NCSA, Mayo explore techniques to visualize genetic information for clinicians | National Center for Supercomputing Applications at the University of Illinois
NCSA, Mayo explore techniques to visualize genetic information for clinicians
02.28.11 - Permalink
Biomedical researchers are generating a tremendous amount of genomic data about cancer, which has the potential to improve clinicians' ability to diagnose, treat and prevent the disease.
But in order for this complex, heterogeneous data to be useful in a clinical setting, it must be clear and easy to understand, with the relevant information drawn from the overwhelming flood. Researchers at NCSA, Mayo Clinic and the Genomic Institute of Singapore have begun a pilot project to develop an effective way to visually present genomic data to clinicians. The project is one of several being carried out by the Mayo Illinois Alliance for Technology-Based Healthcare, a joint effort launched in 2010.
"There are all sorts of ways in which visualization tools could be deployed to inform students, clinical practitioners, genetic counselors and patients about the role of genomics in health and disease," said Dr. Frank Prendergast, director of Mayo's Center for Individualized Medicine and a co-principal investigator for the pilot project. "I am especially taken with how such tools can be used to explain genomics to patients; gene sequences by themselves can be stultifyingly uninformative!"

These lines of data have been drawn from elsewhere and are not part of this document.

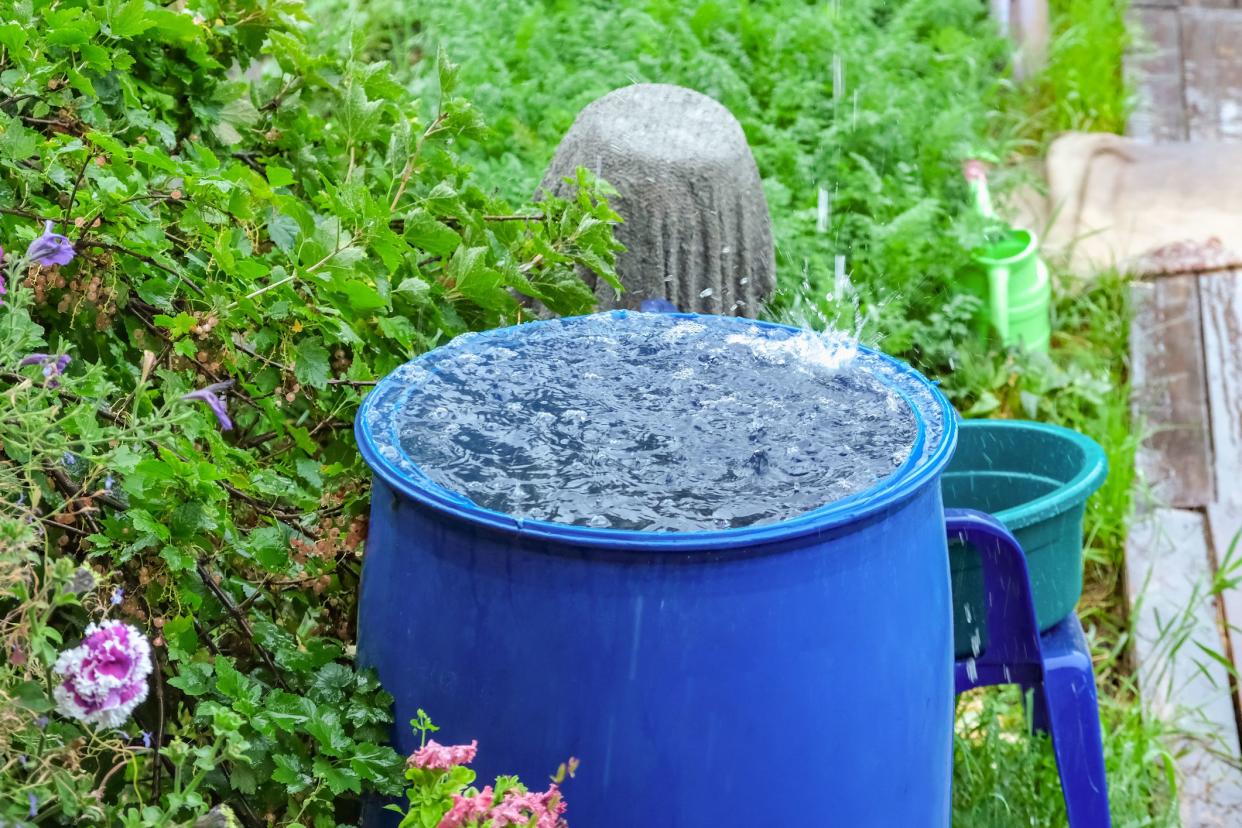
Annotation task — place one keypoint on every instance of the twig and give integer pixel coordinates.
(250, 351)
(222, 597)
(68, 395)
(107, 776)
(290, 87)
(77, 183)
(67, 487)
(144, 257)
(159, 723)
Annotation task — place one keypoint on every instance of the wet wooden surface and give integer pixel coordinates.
(1211, 45)
(1221, 301)
(1169, 582)
(1183, 572)
(1169, 391)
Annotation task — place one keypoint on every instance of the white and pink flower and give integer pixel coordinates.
(104, 675)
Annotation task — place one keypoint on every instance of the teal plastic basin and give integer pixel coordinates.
(1036, 479)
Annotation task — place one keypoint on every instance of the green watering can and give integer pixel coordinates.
(1010, 279)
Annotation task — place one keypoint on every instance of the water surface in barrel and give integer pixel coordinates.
(650, 422)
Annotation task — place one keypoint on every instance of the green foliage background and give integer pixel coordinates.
(249, 200)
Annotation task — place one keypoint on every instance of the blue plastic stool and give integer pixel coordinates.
(1055, 667)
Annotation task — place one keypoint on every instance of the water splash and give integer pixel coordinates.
(658, 423)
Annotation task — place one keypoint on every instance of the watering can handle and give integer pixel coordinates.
(1012, 631)
(997, 299)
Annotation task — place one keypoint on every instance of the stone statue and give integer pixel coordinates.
(697, 230)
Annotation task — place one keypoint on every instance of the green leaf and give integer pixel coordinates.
(32, 697)
(324, 726)
(373, 761)
(311, 365)
(287, 711)
(338, 777)
(431, 235)
(193, 678)
(13, 36)
(278, 176)
(180, 638)
(291, 772)
(128, 19)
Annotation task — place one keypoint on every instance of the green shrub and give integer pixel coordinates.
(247, 202)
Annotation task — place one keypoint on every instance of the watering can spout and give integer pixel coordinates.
(976, 178)
(1007, 276)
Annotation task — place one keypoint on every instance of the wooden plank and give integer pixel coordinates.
(1210, 4)
(1221, 301)
(1225, 528)
(1155, 71)
(1211, 47)
(1168, 580)
(1169, 391)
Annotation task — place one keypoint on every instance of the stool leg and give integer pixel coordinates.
(1037, 708)
(1073, 721)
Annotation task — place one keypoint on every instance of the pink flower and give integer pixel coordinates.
(54, 365)
(435, 756)
(104, 675)
(467, 810)
(518, 808)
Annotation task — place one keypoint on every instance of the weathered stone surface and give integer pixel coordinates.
(696, 229)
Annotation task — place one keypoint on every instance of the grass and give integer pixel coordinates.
(876, 103)
(1083, 87)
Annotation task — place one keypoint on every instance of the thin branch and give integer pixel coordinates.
(143, 257)
(77, 183)
(240, 618)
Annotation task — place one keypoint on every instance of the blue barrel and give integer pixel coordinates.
(785, 674)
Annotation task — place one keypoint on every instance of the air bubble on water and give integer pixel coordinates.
(682, 329)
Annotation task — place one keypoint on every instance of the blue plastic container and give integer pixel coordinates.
(781, 674)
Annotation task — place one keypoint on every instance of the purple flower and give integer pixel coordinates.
(51, 248)
(214, 396)
(54, 365)
(104, 675)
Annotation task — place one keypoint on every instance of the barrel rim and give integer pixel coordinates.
(894, 488)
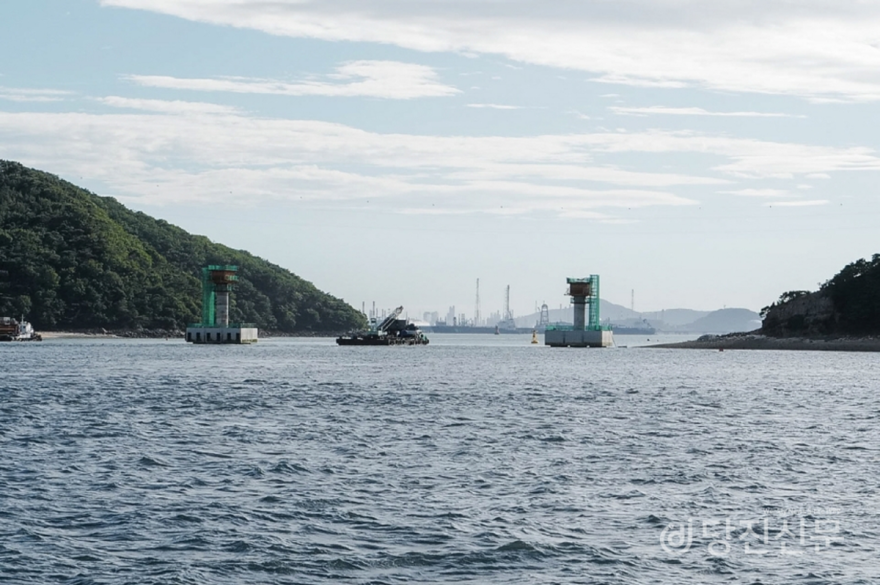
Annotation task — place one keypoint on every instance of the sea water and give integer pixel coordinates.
(475, 459)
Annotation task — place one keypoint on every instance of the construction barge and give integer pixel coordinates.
(390, 331)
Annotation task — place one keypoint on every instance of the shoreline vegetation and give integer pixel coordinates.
(164, 334)
(754, 340)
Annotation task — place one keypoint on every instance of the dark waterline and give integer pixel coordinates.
(485, 460)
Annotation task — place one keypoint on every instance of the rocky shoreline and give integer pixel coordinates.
(163, 334)
(755, 340)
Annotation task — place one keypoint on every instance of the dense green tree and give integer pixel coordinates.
(72, 259)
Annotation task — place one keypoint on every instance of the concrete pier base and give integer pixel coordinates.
(559, 338)
(221, 334)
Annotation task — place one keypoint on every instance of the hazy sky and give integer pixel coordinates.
(702, 153)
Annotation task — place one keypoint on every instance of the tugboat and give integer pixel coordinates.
(391, 331)
(12, 330)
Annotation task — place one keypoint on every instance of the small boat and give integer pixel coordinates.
(390, 331)
(12, 330)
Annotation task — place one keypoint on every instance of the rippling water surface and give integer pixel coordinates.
(474, 459)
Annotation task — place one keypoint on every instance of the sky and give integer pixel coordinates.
(698, 154)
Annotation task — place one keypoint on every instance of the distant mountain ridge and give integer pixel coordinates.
(847, 304)
(669, 320)
(79, 261)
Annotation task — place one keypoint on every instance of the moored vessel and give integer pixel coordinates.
(12, 330)
(390, 331)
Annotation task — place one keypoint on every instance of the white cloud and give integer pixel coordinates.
(495, 106)
(226, 156)
(379, 79)
(818, 49)
(759, 193)
(809, 203)
(167, 107)
(662, 110)
(33, 95)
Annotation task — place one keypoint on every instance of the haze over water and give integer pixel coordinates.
(474, 459)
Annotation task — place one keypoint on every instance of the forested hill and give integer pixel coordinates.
(79, 261)
(848, 304)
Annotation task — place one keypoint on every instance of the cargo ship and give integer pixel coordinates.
(12, 330)
(390, 331)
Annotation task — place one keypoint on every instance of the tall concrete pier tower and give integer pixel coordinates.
(585, 332)
(217, 283)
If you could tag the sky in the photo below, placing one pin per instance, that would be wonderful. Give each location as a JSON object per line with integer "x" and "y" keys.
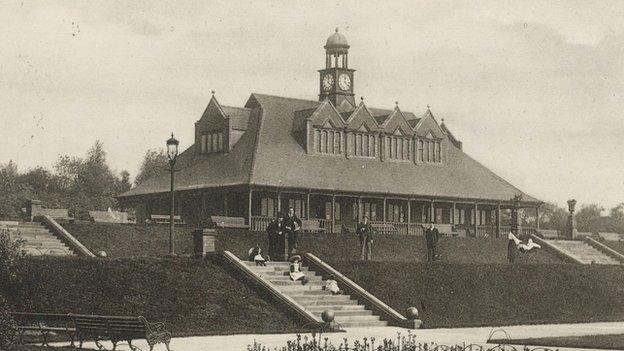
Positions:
{"x": 535, "y": 90}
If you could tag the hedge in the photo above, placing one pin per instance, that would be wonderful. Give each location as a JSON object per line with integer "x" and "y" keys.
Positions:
{"x": 494, "y": 294}
{"x": 190, "y": 296}
{"x": 152, "y": 240}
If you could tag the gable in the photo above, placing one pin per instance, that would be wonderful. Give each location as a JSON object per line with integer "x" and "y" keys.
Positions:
{"x": 326, "y": 116}
{"x": 428, "y": 125}
{"x": 213, "y": 118}
{"x": 396, "y": 122}
{"x": 362, "y": 117}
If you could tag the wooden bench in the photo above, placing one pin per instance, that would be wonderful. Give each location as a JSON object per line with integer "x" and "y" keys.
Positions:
{"x": 229, "y": 222}
{"x": 45, "y": 324}
{"x": 56, "y": 213}
{"x": 108, "y": 217}
{"x": 119, "y": 328}
{"x": 311, "y": 226}
{"x": 384, "y": 228}
{"x": 164, "y": 219}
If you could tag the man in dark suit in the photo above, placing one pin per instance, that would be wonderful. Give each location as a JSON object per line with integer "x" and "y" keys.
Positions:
{"x": 431, "y": 236}
{"x": 365, "y": 234}
{"x": 277, "y": 233}
{"x": 293, "y": 226}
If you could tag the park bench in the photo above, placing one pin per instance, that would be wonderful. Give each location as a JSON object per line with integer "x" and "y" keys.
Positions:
{"x": 108, "y": 217}
{"x": 44, "y": 323}
{"x": 119, "y": 328}
{"x": 229, "y": 222}
{"x": 56, "y": 213}
{"x": 164, "y": 219}
{"x": 384, "y": 228}
{"x": 311, "y": 226}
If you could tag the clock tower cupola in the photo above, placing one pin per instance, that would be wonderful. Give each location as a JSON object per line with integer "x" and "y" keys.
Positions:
{"x": 336, "y": 80}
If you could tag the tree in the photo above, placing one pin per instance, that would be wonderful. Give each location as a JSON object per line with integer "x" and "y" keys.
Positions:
{"x": 154, "y": 163}
{"x": 14, "y": 194}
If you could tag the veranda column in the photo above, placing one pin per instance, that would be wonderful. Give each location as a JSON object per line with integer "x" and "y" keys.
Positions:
{"x": 431, "y": 213}
{"x": 225, "y": 209}
{"x": 308, "y": 205}
{"x": 333, "y": 214}
{"x": 498, "y": 221}
{"x": 385, "y": 206}
{"x": 249, "y": 207}
{"x": 453, "y": 214}
{"x": 475, "y": 219}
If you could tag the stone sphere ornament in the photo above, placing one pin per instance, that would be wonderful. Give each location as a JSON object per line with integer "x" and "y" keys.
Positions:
{"x": 327, "y": 316}
{"x": 412, "y": 313}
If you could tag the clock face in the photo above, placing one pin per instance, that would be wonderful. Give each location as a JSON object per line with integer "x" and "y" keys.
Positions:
{"x": 328, "y": 82}
{"x": 344, "y": 82}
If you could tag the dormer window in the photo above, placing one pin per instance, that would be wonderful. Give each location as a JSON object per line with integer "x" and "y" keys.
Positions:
{"x": 398, "y": 148}
{"x": 328, "y": 142}
{"x": 429, "y": 151}
{"x": 212, "y": 142}
{"x": 364, "y": 145}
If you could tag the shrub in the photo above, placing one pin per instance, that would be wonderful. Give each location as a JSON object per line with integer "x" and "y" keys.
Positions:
{"x": 11, "y": 261}
{"x": 7, "y": 325}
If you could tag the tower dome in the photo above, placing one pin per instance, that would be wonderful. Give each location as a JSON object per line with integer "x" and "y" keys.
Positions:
{"x": 336, "y": 44}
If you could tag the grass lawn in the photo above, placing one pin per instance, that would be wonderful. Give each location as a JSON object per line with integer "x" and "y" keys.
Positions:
{"x": 40, "y": 348}
{"x": 152, "y": 241}
{"x": 494, "y": 294}
{"x": 615, "y": 245}
{"x": 191, "y": 297}
{"x": 607, "y": 342}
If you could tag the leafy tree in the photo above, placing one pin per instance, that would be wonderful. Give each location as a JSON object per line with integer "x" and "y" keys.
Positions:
{"x": 154, "y": 163}
{"x": 14, "y": 193}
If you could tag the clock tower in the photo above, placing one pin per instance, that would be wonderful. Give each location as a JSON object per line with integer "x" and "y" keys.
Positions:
{"x": 336, "y": 80}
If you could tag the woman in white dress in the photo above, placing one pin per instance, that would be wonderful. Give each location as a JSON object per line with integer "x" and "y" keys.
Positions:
{"x": 295, "y": 269}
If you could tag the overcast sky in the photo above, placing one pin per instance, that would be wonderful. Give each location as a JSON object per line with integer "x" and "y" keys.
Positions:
{"x": 533, "y": 89}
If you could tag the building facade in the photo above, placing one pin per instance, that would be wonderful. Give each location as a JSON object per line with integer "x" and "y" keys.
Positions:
{"x": 333, "y": 160}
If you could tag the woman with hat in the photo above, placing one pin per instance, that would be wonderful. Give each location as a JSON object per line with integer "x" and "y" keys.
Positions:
{"x": 295, "y": 270}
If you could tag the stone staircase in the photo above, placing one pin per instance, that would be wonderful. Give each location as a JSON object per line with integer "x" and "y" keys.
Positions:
{"x": 583, "y": 252}
{"x": 347, "y": 311}
{"x": 39, "y": 240}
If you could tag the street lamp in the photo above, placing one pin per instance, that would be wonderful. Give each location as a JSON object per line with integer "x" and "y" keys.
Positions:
{"x": 172, "y": 154}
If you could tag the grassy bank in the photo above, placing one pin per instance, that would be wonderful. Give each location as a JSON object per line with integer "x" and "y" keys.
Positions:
{"x": 152, "y": 240}
{"x": 607, "y": 342}
{"x": 494, "y": 294}
{"x": 189, "y": 296}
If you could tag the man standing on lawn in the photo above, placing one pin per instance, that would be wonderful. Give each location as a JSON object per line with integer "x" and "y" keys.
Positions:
{"x": 431, "y": 236}
{"x": 365, "y": 234}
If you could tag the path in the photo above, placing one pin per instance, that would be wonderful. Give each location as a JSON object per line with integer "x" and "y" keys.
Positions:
{"x": 441, "y": 336}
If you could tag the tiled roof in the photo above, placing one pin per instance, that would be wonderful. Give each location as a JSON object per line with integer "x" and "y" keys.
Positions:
{"x": 269, "y": 155}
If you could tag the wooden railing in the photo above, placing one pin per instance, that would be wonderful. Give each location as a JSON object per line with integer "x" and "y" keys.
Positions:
{"x": 259, "y": 223}
{"x": 363, "y": 296}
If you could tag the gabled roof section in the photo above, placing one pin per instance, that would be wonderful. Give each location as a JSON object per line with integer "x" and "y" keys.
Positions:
{"x": 362, "y": 116}
{"x": 397, "y": 121}
{"x": 428, "y": 124}
{"x": 239, "y": 116}
{"x": 269, "y": 145}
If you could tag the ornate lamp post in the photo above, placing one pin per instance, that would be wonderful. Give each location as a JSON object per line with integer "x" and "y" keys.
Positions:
{"x": 172, "y": 154}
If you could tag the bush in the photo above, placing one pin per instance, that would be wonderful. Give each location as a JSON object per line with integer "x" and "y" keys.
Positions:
{"x": 11, "y": 261}
{"x": 7, "y": 325}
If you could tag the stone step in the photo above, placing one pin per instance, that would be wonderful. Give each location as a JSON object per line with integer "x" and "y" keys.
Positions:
{"x": 363, "y": 324}
{"x": 324, "y": 299}
{"x": 335, "y": 307}
{"x": 346, "y": 313}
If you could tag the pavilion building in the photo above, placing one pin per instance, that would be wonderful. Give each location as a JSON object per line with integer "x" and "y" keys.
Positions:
{"x": 333, "y": 160}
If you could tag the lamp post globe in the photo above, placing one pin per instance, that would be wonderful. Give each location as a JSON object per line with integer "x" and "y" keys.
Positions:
{"x": 172, "y": 154}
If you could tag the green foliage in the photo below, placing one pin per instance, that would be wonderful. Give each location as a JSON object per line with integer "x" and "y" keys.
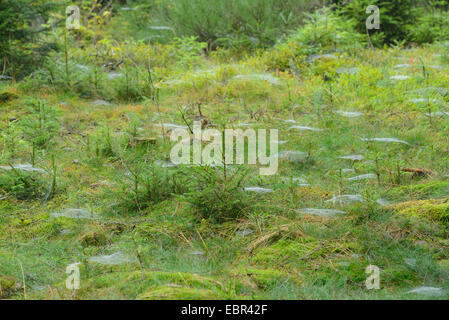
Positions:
{"x": 218, "y": 195}
{"x": 21, "y": 48}
{"x": 395, "y": 17}
{"x": 41, "y": 125}
{"x": 433, "y": 26}
{"x": 236, "y": 23}
{"x": 22, "y": 185}
{"x": 144, "y": 185}
{"x": 323, "y": 31}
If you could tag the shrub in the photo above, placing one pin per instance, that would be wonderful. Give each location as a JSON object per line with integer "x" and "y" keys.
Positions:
{"x": 218, "y": 196}
{"x": 145, "y": 184}
{"x": 41, "y": 125}
{"x": 22, "y": 184}
{"x": 21, "y": 47}
{"x": 323, "y": 31}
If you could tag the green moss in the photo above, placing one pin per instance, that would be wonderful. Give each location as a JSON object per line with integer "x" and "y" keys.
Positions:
{"x": 7, "y": 286}
{"x": 7, "y": 96}
{"x": 178, "y": 293}
{"x": 287, "y": 251}
{"x": 436, "y": 210}
{"x": 262, "y": 278}
{"x": 135, "y": 283}
{"x": 420, "y": 191}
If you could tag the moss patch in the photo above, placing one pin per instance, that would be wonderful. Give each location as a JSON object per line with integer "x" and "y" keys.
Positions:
{"x": 7, "y": 286}
{"x": 436, "y": 210}
{"x": 179, "y": 293}
{"x": 421, "y": 191}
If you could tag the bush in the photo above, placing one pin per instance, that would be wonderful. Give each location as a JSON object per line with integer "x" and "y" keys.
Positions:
{"x": 432, "y": 27}
{"x": 144, "y": 185}
{"x": 395, "y": 17}
{"x": 217, "y": 196}
{"x": 22, "y": 185}
{"x": 21, "y": 47}
{"x": 41, "y": 125}
{"x": 323, "y": 31}
{"x": 234, "y": 23}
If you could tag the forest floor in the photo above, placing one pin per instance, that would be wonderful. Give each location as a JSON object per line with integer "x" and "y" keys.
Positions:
{"x": 368, "y": 143}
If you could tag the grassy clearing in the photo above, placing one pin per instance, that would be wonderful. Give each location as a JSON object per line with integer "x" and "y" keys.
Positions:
{"x": 194, "y": 233}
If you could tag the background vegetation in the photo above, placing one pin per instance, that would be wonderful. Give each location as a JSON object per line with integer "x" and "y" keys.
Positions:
{"x": 85, "y": 175}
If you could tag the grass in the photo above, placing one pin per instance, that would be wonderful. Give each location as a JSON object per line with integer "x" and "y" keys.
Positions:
{"x": 267, "y": 250}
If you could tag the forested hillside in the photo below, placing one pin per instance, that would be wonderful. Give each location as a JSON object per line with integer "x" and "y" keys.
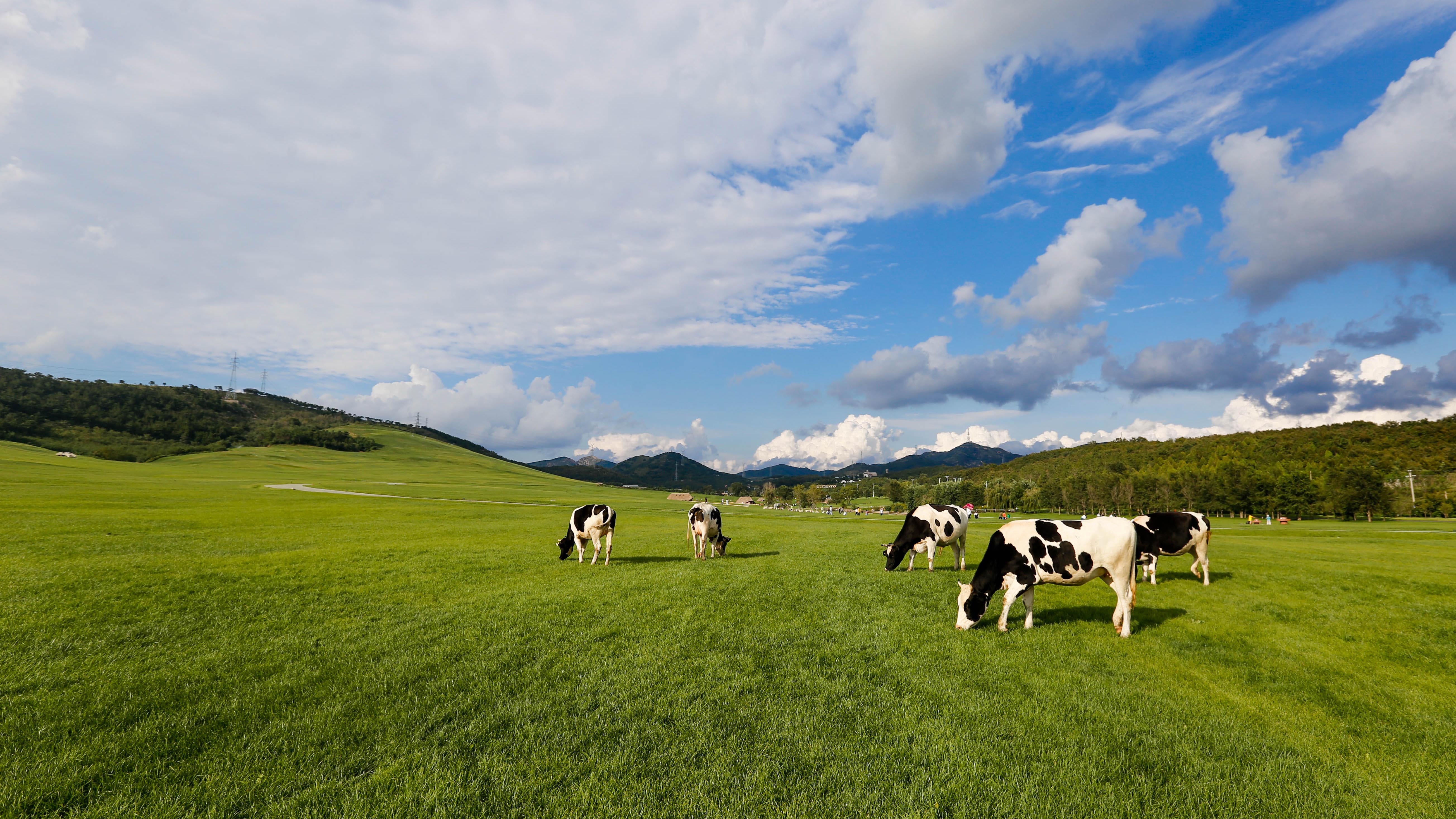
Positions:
{"x": 1347, "y": 471}
{"x": 143, "y": 422}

The goal is to "bridge the gap between research and clinicians," says Michael Welge, who leads the data-intensive technologies and applications research team at NCSA. "How do you visually represent information from the research laboratory to the clinician so the clinician can use this in their workflow?"
Welge's team brings substantial data visualization expertise to the project, while the team from Singapore provides insight into the research perspective on the data and how it is currently visually represented. The clinicians from Mayo and other hospitals (including Carle Hospital in Urbana) can explain their typical workflow and how they could use genomic data in diagnosis and in formulating treatment plans.
"We're learning which information is relevant and how they make clinically relevant determinations from these data," Welge says. From all of this information, "we can start to create a process to look at visual metaphors that might satisfy the needs of the clinicians."
The plan is to have an initial prototype or mockup this spring; this will be used as the basis for follow-on proposals and research.
"This will be a highly iterative process. We won't get it right the first time," Welge cautions. He thinks a system could be ready for clinical deployment in two to five years.
While Welge's team frequently tackles data visualization challenges, the potential impact of the cancer genome project is particularly exciting. In fact, former NCSA'er Colleen Bushell, now the head of product development for spin-off company RiverGlass, returned to the center part-time specifically to work on this project.
"I really wanted to apply my skills and experience to something that would help progress the field of personalized medicine," she says.
"This field in particular gives you a chance to really make a difference," Welge says. "There might be a decision made on a therapy or understanding a predisposition to a disease that makes a big difference in someone's life."